Enabling Point In Time Recovery
To enable the PITR feature we must have the WAL Archiving enabled. For this we can go to ClusterControl -> Select PostgreSQL Cluster -> Node actions -> Enable WAL Archiving, or just go to ClusterControl -> Select PostgreSQL Cluster -> Backup -> Settings and enable the option “Enable Point-In-Time Recovery (WAL Archiving)” as we will see in the following image.
We must keep in mind that to enable the WAL Archiving, we must restart our database. ClusterControl can do this for us too.
In addition to the options common to all backups like the “Backup Directory” and the “Backup Retention Period”, here we can also specify the WAL Retention Period. By default is 0, which means forever.
To confirm that we have WAL Archiving enabled, we can select our Master node in ClusterControl -> Select PostgreSQL Cluster -> Nodes, and we should see the WAL Archiving Enabled message, as we can see in the following image.

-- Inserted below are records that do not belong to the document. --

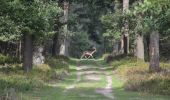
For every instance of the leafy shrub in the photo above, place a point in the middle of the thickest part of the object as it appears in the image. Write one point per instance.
(7, 59)
(158, 83)
(138, 78)
(59, 67)
(79, 43)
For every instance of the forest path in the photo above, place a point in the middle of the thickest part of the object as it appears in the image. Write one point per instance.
(89, 80)
(92, 83)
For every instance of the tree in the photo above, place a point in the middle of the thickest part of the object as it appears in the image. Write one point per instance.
(31, 20)
(152, 13)
(125, 35)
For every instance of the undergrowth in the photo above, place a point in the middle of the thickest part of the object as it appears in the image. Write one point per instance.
(13, 76)
(138, 78)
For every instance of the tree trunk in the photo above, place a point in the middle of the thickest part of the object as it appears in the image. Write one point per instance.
(65, 42)
(55, 45)
(126, 27)
(121, 51)
(115, 48)
(154, 52)
(139, 47)
(28, 52)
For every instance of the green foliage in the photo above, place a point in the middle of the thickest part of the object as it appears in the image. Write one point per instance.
(18, 83)
(36, 16)
(7, 59)
(80, 43)
(113, 24)
(57, 63)
(132, 69)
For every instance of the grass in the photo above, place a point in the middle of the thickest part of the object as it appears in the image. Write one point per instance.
(84, 90)
(138, 78)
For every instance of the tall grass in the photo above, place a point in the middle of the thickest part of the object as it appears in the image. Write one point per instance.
(138, 78)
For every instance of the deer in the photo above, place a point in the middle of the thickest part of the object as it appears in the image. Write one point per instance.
(88, 54)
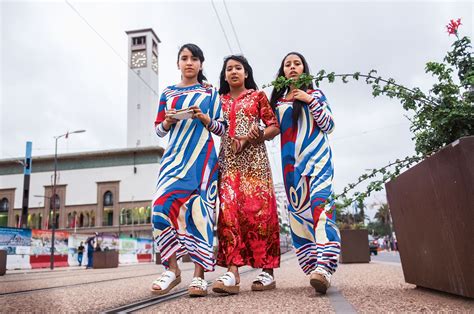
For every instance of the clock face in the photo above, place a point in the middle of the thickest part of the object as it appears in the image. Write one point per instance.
(138, 59)
(154, 63)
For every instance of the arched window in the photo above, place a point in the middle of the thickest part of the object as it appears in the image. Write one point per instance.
(40, 220)
(148, 214)
(80, 223)
(55, 200)
(122, 217)
(92, 219)
(31, 221)
(86, 220)
(70, 223)
(4, 206)
(108, 199)
(108, 214)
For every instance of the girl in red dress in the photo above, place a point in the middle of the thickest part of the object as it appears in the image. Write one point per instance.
(247, 228)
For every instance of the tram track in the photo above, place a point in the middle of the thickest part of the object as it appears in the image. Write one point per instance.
(63, 274)
(20, 292)
(149, 302)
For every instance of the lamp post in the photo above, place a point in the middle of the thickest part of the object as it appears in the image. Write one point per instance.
(54, 197)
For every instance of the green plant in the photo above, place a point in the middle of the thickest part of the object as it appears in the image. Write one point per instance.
(439, 117)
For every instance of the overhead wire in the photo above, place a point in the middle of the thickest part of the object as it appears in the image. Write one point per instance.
(233, 28)
(222, 27)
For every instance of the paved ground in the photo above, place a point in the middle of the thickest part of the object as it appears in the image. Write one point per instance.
(374, 287)
(384, 256)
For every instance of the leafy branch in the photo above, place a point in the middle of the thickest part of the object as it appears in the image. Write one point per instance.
(440, 116)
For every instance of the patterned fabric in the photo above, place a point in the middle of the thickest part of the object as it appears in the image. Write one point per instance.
(184, 201)
(248, 229)
(308, 173)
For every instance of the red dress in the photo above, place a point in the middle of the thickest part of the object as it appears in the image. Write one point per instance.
(247, 228)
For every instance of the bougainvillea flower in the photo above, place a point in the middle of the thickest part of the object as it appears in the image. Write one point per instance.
(453, 26)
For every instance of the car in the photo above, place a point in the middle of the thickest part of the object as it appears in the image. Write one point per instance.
(373, 245)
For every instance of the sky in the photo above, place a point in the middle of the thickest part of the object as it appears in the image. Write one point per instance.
(63, 65)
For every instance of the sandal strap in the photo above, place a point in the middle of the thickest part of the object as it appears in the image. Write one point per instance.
(264, 278)
(199, 283)
(165, 279)
(228, 279)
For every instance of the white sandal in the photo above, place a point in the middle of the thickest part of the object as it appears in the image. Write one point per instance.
(167, 281)
(198, 287)
(264, 281)
(226, 284)
(320, 280)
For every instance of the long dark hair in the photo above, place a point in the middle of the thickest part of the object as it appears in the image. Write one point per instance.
(196, 52)
(249, 82)
(297, 104)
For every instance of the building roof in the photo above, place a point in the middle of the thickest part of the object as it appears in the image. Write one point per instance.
(85, 160)
(144, 30)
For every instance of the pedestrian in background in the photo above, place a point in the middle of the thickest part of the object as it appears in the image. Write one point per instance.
(80, 253)
(91, 242)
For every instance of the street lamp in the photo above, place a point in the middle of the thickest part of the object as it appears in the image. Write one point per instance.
(54, 197)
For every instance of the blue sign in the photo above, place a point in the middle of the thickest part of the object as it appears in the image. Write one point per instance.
(15, 240)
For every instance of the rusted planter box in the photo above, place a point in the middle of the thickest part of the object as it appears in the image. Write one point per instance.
(105, 259)
(354, 246)
(432, 206)
(3, 262)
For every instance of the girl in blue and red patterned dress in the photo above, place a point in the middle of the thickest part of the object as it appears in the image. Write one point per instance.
(305, 121)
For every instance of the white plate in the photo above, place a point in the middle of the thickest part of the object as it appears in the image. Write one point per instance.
(182, 115)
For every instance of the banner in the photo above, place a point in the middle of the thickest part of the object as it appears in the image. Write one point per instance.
(15, 241)
(41, 248)
(144, 250)
(73, 243)
(128, 250)
(108, 242)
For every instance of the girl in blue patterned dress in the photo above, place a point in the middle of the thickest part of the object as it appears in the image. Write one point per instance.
(184, 202)
(305, 121)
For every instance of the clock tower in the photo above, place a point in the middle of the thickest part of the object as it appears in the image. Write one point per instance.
(142, 87)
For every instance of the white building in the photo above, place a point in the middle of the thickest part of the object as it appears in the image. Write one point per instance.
(142, 94)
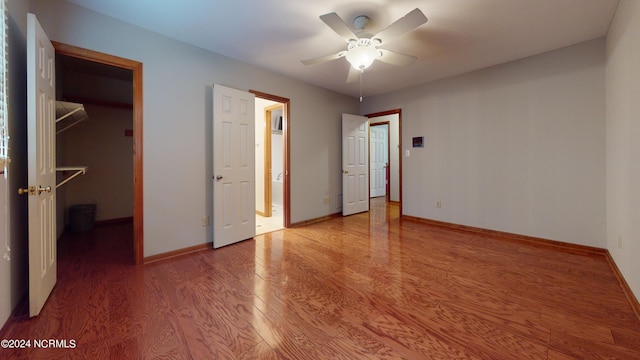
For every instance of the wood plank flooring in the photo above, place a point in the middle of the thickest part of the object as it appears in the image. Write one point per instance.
(368, 286)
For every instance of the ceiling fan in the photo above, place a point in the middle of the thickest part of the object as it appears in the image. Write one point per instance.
(363, 49)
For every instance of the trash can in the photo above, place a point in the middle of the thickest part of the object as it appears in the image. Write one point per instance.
(82, 217)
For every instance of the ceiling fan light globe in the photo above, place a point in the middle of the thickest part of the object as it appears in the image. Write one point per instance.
(361, 57)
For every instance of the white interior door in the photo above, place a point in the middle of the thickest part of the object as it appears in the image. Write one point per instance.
(355, 164)
(379, 159)
(41, 154)
(234, 201)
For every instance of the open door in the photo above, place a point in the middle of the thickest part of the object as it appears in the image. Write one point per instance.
(234, 201)
(41, 154)
(355, 164)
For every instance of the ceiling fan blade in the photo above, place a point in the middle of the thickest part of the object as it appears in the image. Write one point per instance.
(335, 22)
(391, 57)
(402, 26)
(353, 75)
(324, 58)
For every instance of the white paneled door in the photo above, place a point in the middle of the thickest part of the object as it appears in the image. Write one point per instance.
(41, 151)
(379, 159)
(234, 200)
(355, 164)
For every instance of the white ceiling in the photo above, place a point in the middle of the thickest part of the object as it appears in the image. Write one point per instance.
(460, 36)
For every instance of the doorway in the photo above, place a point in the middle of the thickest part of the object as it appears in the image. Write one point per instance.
(394, 183)
(272, 163)
(133, 69)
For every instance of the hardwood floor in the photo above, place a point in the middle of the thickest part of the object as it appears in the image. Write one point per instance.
(365, 286)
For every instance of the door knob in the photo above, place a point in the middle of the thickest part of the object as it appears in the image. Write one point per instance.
(31, 190)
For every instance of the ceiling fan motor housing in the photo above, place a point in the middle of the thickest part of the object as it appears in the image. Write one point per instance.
(362, 52)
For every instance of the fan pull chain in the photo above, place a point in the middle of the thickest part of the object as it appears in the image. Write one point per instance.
(361, 72)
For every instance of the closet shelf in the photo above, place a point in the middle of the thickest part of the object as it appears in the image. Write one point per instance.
(78, 170)
(70, 113)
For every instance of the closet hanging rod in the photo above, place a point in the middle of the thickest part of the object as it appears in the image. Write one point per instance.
(79, 170)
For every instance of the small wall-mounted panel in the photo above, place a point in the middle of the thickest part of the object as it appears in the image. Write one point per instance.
(418, 141)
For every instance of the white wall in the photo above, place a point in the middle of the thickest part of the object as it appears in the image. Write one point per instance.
(623, 146)
(517, 147)
(394, 151)
(177, 80)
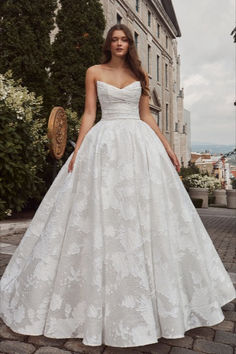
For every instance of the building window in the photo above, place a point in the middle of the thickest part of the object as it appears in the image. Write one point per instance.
(136, 39)
(167, 117)
(158, 118)
(149, 18)
(118, 18)
(166, 75)
(149, 52)
(158, 68)
(158, 30)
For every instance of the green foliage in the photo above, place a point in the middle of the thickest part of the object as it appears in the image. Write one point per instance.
(191, 169)
(22, 146)
(197, 202)
(201, 181)
(233, 182)
(77, 46)
(25, 44)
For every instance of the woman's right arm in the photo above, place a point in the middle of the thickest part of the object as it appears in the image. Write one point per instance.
(89, 114)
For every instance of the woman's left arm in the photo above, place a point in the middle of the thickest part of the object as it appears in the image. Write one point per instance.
(148, 118)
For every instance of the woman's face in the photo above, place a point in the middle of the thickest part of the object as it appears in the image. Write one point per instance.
(119, 43)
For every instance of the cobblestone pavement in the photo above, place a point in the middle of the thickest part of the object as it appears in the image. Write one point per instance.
(220, 339)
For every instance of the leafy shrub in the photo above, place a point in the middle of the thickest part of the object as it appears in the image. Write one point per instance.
(23, 147)
(191, 169)
(197, 202)
(198, 180)
(233, 182)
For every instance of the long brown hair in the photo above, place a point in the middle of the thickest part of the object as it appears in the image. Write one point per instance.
(132, 58)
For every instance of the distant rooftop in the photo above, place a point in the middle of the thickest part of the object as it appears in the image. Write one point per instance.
(169, 9)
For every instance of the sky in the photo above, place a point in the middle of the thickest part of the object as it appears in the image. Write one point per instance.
(207, 52)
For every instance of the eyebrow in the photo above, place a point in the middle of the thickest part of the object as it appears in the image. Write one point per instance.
(121, 37)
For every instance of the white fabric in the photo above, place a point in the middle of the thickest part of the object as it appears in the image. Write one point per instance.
(116, 252)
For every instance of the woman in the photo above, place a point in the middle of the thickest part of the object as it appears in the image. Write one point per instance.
(116, 252)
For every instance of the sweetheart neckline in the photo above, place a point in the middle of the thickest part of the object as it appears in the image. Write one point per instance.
(118, 88)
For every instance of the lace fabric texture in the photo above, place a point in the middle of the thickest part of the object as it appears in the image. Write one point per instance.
(116, 252)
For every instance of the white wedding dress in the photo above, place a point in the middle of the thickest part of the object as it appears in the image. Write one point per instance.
(116, 252)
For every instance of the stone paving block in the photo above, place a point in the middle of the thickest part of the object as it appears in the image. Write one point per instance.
(51, 350)
(42, 340)
(225, 326)
(185, 342)
(201, 332)
(7, 333)
(16, 347)
(176, 350)
(155, 348)
(212, 347)
(113, 350)
(76, 345)
(230, 315)
(225, 337)
(229, 307)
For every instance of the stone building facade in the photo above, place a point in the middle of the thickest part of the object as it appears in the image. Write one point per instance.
(155, 29)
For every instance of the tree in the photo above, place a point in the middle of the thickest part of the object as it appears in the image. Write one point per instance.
(77, 46)
(25, 27)
(23, 148)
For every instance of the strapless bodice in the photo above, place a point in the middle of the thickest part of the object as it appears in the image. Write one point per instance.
(119, 103)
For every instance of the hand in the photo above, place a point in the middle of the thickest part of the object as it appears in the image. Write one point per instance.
(71, 164)
(174, 159)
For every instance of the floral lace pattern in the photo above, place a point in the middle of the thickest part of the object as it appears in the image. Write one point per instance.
(116, 252)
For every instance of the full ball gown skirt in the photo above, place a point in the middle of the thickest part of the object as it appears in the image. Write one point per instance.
(116, 252)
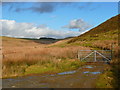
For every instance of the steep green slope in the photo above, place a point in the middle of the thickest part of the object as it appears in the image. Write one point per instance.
(103, 31)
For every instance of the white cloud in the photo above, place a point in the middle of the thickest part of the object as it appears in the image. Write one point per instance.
(78, 24)
(29, 30)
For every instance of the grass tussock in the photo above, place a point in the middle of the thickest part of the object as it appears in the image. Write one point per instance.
(41, 60)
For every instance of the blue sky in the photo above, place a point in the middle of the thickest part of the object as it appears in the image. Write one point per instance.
(60, 16)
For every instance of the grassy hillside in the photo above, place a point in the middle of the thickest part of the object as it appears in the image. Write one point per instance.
(108, 28)
(104, 37)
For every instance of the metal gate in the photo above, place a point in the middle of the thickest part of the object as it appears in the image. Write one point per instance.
(95, 55)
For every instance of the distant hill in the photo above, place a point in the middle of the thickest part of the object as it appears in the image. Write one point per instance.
(108, 26)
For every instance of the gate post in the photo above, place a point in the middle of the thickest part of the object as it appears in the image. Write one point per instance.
(95, 56)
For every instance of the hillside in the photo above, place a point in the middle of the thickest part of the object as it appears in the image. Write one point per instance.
(110, 25)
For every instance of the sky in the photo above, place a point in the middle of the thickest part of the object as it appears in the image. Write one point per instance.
(53, 19)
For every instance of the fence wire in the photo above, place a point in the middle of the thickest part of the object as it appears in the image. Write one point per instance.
(95, 55)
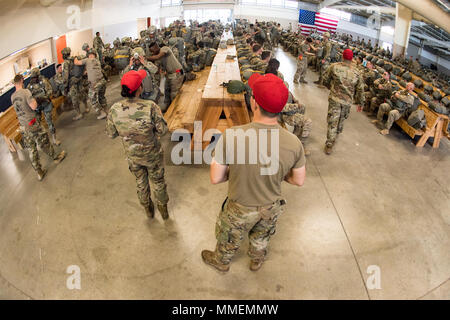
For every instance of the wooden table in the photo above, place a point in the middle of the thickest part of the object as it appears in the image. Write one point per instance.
(218, 108)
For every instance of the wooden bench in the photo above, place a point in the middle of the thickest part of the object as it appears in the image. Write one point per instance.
(218, 108)
(9, 124)
(436, 126)
(183, 109)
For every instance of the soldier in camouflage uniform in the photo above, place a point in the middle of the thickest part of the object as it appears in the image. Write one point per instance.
(402, 102)
(98, 46)
(381, 91)
(250, 207)
(97, 83)
(326, 59)
(302, 60)
(32, 132)
(346, 85)
(72, 82)
(140, 124)
(41, 89)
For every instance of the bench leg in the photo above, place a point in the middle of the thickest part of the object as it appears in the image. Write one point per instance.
(438, 134)
(10, 145)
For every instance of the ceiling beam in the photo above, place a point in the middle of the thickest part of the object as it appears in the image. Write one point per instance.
(328, 3)
(375, 9)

Creating a Backup Compatible with Point In Time Recovery
Having WAL Archiving enabled, as we saw in the previous step, we can create our backup compatible with PITR. For this, go to ClusterControl -> Select PostgreSQL Cluster -> Backup -> Create Backup.
We can create a new backup or configure a scheduled one. For our example, we will create a single backup instantly.
Here we must choose the method “pg_basebackup”, compatible with PITR, the server from which the backup will be taken (to be compatible with PITR, it must be the master), and where we want to store the backup. We can also upload our backup to the cloud (AWS, Google or Azure) by enabling the corresponding button.
Then we specify the use of compression, encryption and the retention of our backup.
On the backup section, we can see the progress of the backup, and information like the method, size, location, and more.
Point In Time Recovery from a backup
Once the backup is finished, we can restore it using the ClusterControl PITR feature. For this, in our backup section (ClusterControl -> Select PostgreSQL Cluster -> Backup), we can select “Restore Backup”, or directly “Restore” on the backup that we want to restore.
Here we choose which backup we want to restore and from which directory.
We leave the “Restore on node” option selected and continue.
Now we must choose where to restore our backup and enable the PITR option. By specifying the time, it will be the time until when we’ll recover. Take into account that the UTC timezone is used and that our PostgreSQL service in the master will be restarted.
We can monitor the progress of our restore from the Activity section in our ClusterControl.
PITR is a needed feature to meet a tight RPO. We need to set it up correctly to ensure a correct disaster recovery plan. ClusterControl provides an easy to use interface to help you implement PITR for your PostgreSQL databases.